Clara corou levemente. Por mais que desejava se aproximar e aceitou o convite informal do almoço, não esperava uma conversa com esse nível de intimidade. Decidiu se deixar levar e ver onde daria.

- Bem, eu não sou casada, embora tenha um relacionamento de quatro anos. Também sou mais nova, não tenho tanta experiência como você. Creio que não haverá em nenhum momento um manual de instruções para qualquer tipo de relacionamento, seja pessoal ou profissional. Eu acredito no respeito ao outro.

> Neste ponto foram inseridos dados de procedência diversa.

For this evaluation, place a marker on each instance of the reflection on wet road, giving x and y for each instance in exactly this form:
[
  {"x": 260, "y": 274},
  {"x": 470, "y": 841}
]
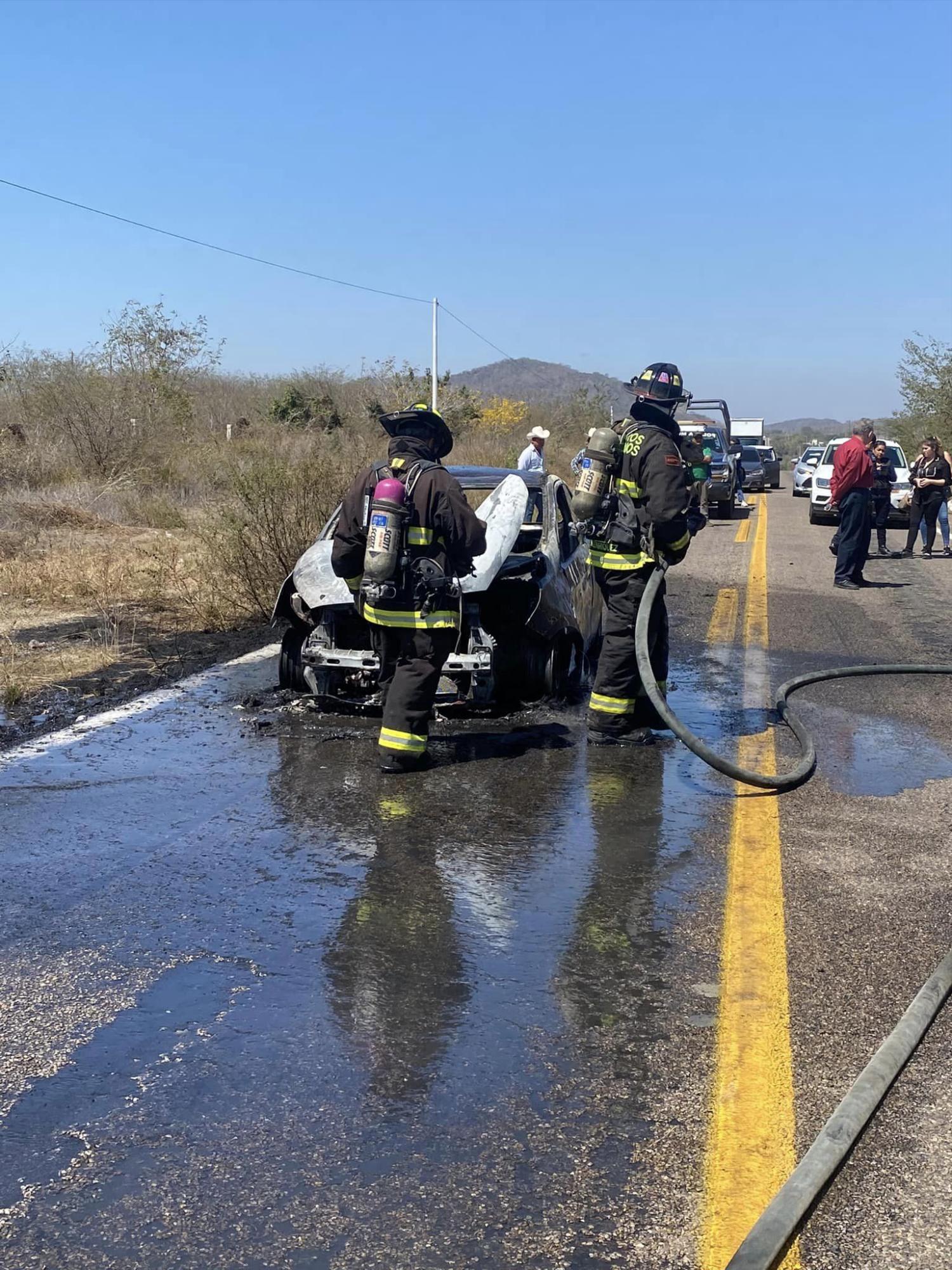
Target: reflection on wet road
[{"x": 347, "y": 1022}]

É por aí que me direciono.

- Clara, tão jovem e já com esse nível de maturidade – André não conteve o comentário, corando novamente o rosto de Clara. E continuou dizendo o quanto estava complicado em casa, contando como Maria Fernanda, sua esposa – que Clara já a havia visto na empresa – estava distante, ocupada com as responsabilidades de mãe. Por mais que ele providenciasse todas as condições para que ela ficasse bem, como empregada diariamente, babá, até mesmo uma mesada mensal para que não se sentisse dependente, ela não estava feliz, ele percebia.

- E o que você está fazendo a respeito, André? – perguntou, já que o papo estava nesse nível de abertura, com um certo ar desafiador.

- Como assim, o que tenho feito? Acabei de dizer. Sou presente, pago todas as despesas, foco na empresa para que ela cresça e progrida financeiramente, sou um pai que ajuda com as crianças, um marido fiel, provedor do lar. Dou todo o conforto para que ela não precise trabalhar e possa focar cem por cento em ser mãe. Afinal, é o maior desejo de uma mulher, não é? Olha, se preciso fazer mais alguma coisa, ainda não descobri.

Clara o olhou... pensou... e deu um sinal positivo com a cabeça. Não estava a fim de seguir no assunto, e, por hora, somente agradeceu por seu namorado pensar de outra forma.

Continuaram o almoço falando de amenidades e da empresa, e cada um seguiu para seu compromisso.


* * *


Quando Thay chegou ao chique restaurante, já havia alguém a esperando. Sentou-se à mesa, sorriu, e começaram a conversar. Dez minutos depois, Dr. Nelson entrou, sentou-se à uma mesa no canto, a de sempre, e chamou o garçom para fazer seu pedido. De onde estava, podia visualizar praticamente todas as mesas do restaurante.